Lunch is a distributed process launcher and manager for GNU/Linux.
With Lunch, one can launch software processes on several different computers and make sure they keep running. This software was created to suit the needs of new media artists for live performances and interactive installations. It respawns the software that crash and provides a mean to manage dependencies between running processes.
It provides the command-line lunch utility which can be invoked with a GTK+ user interface.
Here is a quick how-to. Make sure lunch is installed first. (see INSTALL) There should be a Lunch icon in the Application/Other Gnome menu.
Copy the "config-sample" example config file to the local ~/.lunchrc :
cp doc/examples/config-sample ~/.lunchrc
Edit the configuration file to suit your needs::
edit ~/.lunchrc
Start the lunch master::
lunch
A remote lunch-slave is started this way::
lunch-slave -i "xlogo"
lunch-slave "xdg-open"
Next, the lunch scripts controls the lunch-slave via its standard input and output. Type "help" in lunch-slave and press enter to see how the lunch-slave prompt is used by lunch. That prompt is not meant to be used directly by an operator, but rather only through lunch.
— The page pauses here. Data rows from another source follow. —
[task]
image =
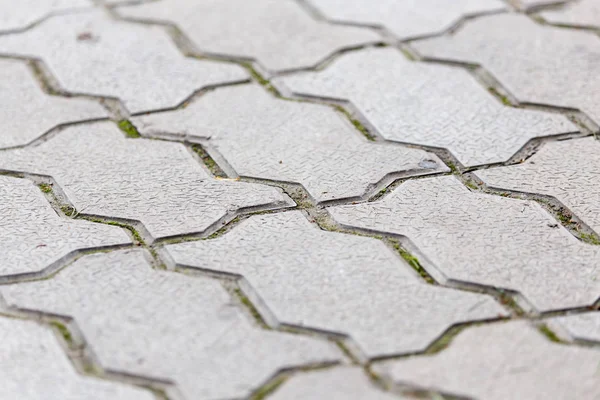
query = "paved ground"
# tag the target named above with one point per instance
(299, 199)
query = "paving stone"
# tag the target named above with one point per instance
(167, 325)
(568, 170)
(24, 13)
(431, 105)
(34, 237)
(505, 361)
(581, 326)
(347, 383)
(21, 125)
(579, 13)
(157, 183)
(336, 282)
(547, 65)
(405, 19)
(33, 366)
(278, 34)
(261, 136)
(94, 54)
(487, 240)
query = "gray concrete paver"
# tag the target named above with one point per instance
(167, 325)
(263, 137)
(432, 105)
(501, 361)
(158, 183)
(21, 125)
(94, 54)
(487, 240)
(336, 282)
(567, 170)
(280, 35)
(577, 13)
(34, 237)
(34, 366)
(547, 65)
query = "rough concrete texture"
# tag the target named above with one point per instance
(34, 237)
(18, 15)
(33, 366)
(585, 327)
(167, 325)
(348, 383)
(94, 54)
(336, 282)
(486, 239)
(278, 34)
(578, 13)
(432, 105)
(504, 361)
(263, 137)
(158, 183)
(268, 156)
(548, 65)
(21, 125)
(568, 171)
(405, 19)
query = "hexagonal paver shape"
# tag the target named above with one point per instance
(432, 105)
(24, 13)
(264, 137)
(27, 112)
(336, 282)
(584, 13)
(278, 34)
(94, 54)
(34, 238)
(157, 183)
(405, 19)
(568, 170)
(545, 64)
(487, 240)
(347, 383)
(167, 325)
(34, 366)
(504, 361)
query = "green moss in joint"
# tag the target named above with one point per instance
(45, 188)
(129, 129)
(549, 334)
(269, 388)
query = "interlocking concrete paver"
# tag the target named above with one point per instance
(486, 239)
(568, 171)
(158, 183)
(33, 366)
(501, 361)
(336, 282)
(581, 326)
(278, 34)
(537, 63)
(348, 383)
(261, 136)
(167, 325)
(17, 15)
(21, 125)
(577, 13)
(405, 19)
(34, 237)
(431, 105)
(94, 54)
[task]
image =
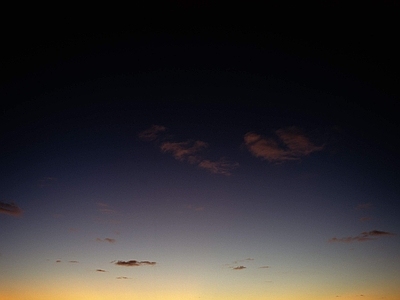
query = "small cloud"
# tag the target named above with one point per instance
(151, 133)
(10, 209)
(134, 263)
(184, 151)
(109, 240)
(290, 144)
(364, 236)
(221, 166)
(46, 181)
(363, 206)
(378, 233)
(105, 208)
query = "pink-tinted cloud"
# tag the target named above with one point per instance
(218, 167)
(104, 208)
(151, 133)
(185, 151)
(189, 151)
(365, 219)
(290, 144)
(10, 209)
(109, 240)
(364, 236)
(134, 263)
(46, 181)
(364, 206)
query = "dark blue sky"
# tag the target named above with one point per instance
(236, 159)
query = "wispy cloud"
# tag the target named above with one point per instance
(221, 166)
(289, 144)
(151, 133)
(109, 240)
(364, 236)
(365, 219)
(104, 208)
(10, 209)
(363, 206)
(189, 151)
(134, 263)
(185, 151)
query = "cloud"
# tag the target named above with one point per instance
(151, 133)
(291, 144)
(218, 167)
(104, 208)
(364, 236)
(189, 151)
(379, 233)
(184, 151)
(46, 181)
(10, 209)
(364, 206)
(109, 240)
(134, 263)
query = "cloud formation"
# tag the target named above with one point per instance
(184, 151)
(134, 263)
(104, 208)
(189, 151)
(364, 236)
(151, 133)
(10, 209)
(362, 206)
(221, 166)
(109, 240)
(290, 144)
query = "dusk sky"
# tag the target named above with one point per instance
(200, 159)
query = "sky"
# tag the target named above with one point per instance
(206, 161)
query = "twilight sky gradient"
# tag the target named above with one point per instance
(199, 162)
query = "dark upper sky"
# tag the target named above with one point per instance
(112, 125)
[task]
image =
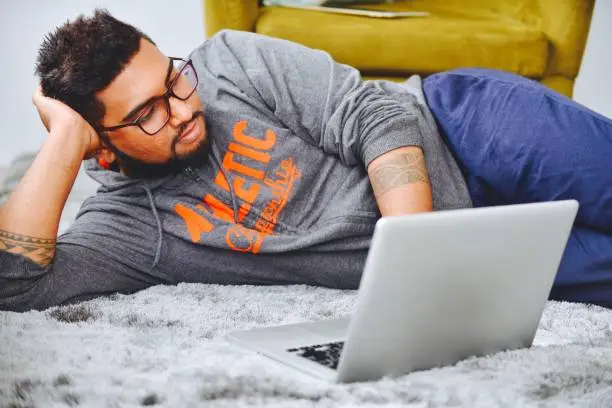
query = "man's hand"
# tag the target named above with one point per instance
(400, 182)
(29, 220)
(59, 118)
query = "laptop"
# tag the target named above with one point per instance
(436, 288)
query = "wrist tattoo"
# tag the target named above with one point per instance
(399, 170)
(39, 250)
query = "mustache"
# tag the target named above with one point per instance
(181, 129)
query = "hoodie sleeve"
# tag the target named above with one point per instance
(93, 258)
(321, 101)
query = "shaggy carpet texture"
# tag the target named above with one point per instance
(165, 347)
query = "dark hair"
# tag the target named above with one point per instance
(82, 57)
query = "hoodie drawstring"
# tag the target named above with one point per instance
(160, 235)
(217, 161)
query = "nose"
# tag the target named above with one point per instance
(180, 112)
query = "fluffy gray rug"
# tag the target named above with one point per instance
(164, 347)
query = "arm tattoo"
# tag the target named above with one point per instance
(39, 250)
(399, 170)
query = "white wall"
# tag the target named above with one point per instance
(594, 83)
(178, 27)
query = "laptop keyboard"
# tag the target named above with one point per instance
(327, 354)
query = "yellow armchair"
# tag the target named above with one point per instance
(540, 39)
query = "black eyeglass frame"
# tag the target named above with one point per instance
(166, 97)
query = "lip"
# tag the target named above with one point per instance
(190, 133)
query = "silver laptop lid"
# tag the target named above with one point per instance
(442, 286)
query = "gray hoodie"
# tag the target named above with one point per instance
(283, 198)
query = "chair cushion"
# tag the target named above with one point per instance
(413, 45)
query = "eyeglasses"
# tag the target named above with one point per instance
(153, 116)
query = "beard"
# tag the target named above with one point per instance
(136, 168)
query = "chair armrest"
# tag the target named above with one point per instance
(234, 14)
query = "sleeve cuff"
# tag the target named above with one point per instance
(390, 136)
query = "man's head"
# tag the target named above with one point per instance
(113, 74)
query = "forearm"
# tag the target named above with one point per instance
(400, 182)
(29, 219)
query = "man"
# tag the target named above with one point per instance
(259, 161)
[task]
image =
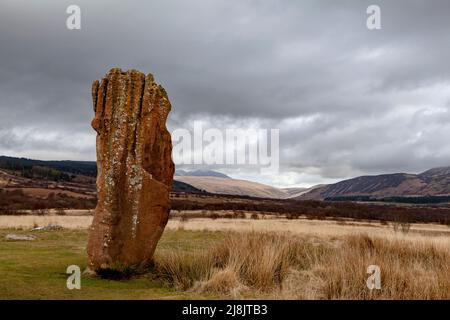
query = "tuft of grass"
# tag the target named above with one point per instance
(291, 267)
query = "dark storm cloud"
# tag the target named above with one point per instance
(347, 100)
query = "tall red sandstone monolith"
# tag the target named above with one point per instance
(135, 170)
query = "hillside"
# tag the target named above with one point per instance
(233, 186)
(434, 182)
(40, 174)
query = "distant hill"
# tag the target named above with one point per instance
(178, 186)
(233, 186)
(86, 168)
(62, 170)
(431, 183)
(200, 173)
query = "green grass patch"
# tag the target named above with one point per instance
(37, 269)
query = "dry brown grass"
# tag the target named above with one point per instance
(271, 265)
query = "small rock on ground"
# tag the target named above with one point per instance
(19, 237)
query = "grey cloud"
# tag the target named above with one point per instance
(347, 100)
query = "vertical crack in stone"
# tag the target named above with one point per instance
(133, 206)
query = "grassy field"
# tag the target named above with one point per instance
(226, 264)
(36, 269)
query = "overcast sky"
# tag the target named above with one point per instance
(348, 101)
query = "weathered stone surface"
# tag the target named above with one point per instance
(135, 169)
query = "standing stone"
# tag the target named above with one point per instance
(135, 170)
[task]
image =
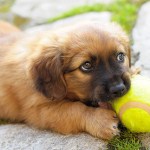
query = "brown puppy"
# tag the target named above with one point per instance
(50, 80)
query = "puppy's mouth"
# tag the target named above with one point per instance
(104, 105)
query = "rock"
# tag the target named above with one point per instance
(141, 38)
(22, 137)
(91, 16)
(40, 11)
(145, 138)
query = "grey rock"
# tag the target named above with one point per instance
(145, 138)
(103, 17)
(39, 11)
(22, 137)
(141, 38)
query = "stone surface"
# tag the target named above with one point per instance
(39, 11)
(22, 137)
(91, 16)
(145, 138)
(141, 38)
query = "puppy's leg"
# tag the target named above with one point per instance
(72, 117)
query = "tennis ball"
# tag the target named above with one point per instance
(133, 108)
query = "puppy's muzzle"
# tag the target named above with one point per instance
(117, 90)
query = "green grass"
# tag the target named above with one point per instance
(126, 141)
(124, 12)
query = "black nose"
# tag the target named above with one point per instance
(117, 90)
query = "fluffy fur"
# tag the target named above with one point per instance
(42, 82)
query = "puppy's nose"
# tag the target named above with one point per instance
(117, 90)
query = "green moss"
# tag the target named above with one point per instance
(124, 12)
(126, 141)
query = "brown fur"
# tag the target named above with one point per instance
(36, 88)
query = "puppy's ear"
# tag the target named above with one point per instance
(48, 76)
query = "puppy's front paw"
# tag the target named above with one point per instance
(102, 123)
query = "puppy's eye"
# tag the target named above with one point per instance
(120, 57)
(86, 67)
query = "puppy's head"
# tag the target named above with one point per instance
(89, 63)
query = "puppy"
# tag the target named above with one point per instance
(51, 80)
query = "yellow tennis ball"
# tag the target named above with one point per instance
(133, 108)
The .lunch/config file is written in the Python language and the only function needed to be called there is add_command. Here are some examples::
add_command(command="xlogo", env={}, identifier="xlogo")
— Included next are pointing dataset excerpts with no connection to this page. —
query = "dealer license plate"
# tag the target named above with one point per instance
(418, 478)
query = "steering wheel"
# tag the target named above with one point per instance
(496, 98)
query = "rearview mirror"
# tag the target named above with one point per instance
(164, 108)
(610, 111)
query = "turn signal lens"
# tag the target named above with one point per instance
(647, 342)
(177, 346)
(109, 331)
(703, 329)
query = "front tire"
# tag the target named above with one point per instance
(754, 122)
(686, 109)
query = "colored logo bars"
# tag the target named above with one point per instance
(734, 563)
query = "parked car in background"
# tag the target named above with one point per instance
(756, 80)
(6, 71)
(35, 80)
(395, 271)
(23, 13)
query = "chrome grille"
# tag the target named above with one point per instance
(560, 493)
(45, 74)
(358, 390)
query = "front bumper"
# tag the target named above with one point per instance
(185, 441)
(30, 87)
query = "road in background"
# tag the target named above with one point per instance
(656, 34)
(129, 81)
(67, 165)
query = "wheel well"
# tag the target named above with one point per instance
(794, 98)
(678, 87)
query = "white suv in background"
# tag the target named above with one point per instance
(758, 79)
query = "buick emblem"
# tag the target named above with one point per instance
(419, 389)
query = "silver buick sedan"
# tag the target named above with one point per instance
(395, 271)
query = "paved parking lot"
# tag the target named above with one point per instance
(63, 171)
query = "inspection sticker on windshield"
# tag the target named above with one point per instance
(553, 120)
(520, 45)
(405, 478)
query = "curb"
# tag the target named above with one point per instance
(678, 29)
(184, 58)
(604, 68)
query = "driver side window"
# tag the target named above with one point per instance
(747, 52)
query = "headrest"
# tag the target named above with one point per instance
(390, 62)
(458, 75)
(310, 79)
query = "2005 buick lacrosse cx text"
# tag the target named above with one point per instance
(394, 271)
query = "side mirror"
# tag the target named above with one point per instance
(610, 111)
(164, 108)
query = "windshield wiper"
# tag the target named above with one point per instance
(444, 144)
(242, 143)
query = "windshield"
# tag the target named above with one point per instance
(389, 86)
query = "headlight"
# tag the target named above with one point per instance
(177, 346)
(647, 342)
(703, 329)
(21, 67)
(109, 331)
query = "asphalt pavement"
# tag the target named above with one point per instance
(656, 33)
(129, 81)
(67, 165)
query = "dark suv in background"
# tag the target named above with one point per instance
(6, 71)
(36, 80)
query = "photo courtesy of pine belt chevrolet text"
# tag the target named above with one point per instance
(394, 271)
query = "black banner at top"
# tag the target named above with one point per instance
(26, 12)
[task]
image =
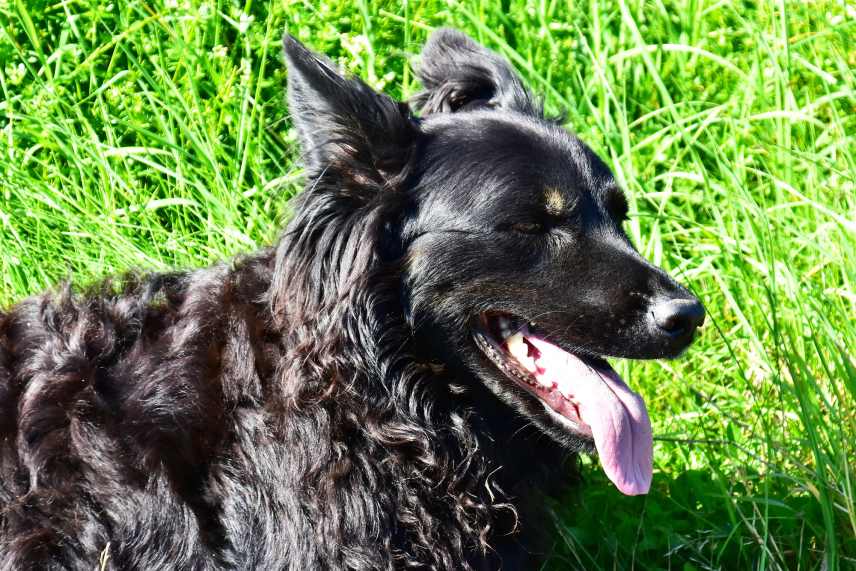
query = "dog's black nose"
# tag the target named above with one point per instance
(678, 317)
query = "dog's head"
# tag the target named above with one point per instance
(509, 232)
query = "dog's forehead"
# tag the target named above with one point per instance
(502, 161)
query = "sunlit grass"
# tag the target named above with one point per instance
(136, 134)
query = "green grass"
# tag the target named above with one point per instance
(149, 134)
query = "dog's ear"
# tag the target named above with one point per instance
(345, 127)
(458, 74)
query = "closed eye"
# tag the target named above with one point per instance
(522, 227)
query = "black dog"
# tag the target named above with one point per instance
(392, 386)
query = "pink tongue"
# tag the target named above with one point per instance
(617, 416)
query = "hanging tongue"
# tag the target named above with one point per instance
(617, 416)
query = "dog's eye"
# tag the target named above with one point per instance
(526, 227)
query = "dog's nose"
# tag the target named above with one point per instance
(678, 317)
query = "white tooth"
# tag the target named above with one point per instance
(520, 351)
(517, 346)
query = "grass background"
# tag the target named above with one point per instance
(150, 134)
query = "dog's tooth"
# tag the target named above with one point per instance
(520, 351)
(516, 346)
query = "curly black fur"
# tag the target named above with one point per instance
(306, 407)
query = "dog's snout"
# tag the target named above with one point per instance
(678, 318)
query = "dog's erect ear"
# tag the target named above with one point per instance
(345, 127)
(458, 74)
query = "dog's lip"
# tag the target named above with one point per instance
(563, 409)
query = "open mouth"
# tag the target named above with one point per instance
(581, 393)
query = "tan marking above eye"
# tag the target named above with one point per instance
(554, 201)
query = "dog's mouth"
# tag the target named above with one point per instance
(581, 393)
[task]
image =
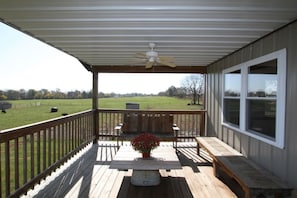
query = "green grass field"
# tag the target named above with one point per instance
(30, 111)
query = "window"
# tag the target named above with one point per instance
(254, 98)
(232, 97)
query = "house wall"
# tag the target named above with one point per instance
(282, 162)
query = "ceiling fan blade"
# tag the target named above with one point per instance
(140, 55)
(167, 63)
(148, 65)
(166, 58)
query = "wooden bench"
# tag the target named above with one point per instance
(159, 124)
(254, 180)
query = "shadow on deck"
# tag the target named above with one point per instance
(88, 175)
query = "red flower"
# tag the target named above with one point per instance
(145, 142)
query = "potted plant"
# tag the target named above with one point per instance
(144, 143)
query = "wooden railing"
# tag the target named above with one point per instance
(30, 153)
(191, 123)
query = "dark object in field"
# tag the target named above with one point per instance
(54, 109)
(4, 106)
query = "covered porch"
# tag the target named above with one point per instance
(88, 175)
(204, 37)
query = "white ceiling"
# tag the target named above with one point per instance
(104, 33)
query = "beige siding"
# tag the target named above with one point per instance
(282, 162)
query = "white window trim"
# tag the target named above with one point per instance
(280, 99)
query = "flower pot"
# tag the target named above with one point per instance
(146, 155)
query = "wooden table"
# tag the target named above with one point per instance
(145, 171)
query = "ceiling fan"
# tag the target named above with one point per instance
(152, 57)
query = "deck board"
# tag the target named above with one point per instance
(89, 176)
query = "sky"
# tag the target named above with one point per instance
(27, 63)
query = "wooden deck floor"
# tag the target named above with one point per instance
(88, 175)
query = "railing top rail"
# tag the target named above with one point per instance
(153, 111)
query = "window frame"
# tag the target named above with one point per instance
(280, 56)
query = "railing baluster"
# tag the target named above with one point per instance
(25, 175)
(16, 164)
(38, 153)
(7, 168)
(32, 155)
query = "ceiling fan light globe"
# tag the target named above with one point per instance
(150, 54)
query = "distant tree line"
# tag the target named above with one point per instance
(42, 94)
(193, 87)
add_command(command="mplayer /usr/share/example-content/Ubuntu_Free_Culture_Showcase/StopMotionUbuntu.ogv", env={}, identifier="mplayer")
Setting the user and host arguments make it be issued through SSH to a remote host::
add_command(command="xlogo", env={"DISPLAY":":0.0"}, user=_user, host="example.org", identifier="remote_xlogo")
See the examples for more information about this.
We use semantic versioning 1.0.
Lunch stores log files and pid files respectively in /tmp/log/lunch-$USER and /tmp/run/lunch-$USER, where $USER is replaced by the UNIX user name of the user. When you install lunch, it creates those directories. If you want to use lunch without installing it, you must provide the --logging-directory and --pid-directory options. Those log files are for the lunch-slave executables only. (not the lunch master) The PID file is for the lunch master to store its PID so that you can kill it with lunch --kill.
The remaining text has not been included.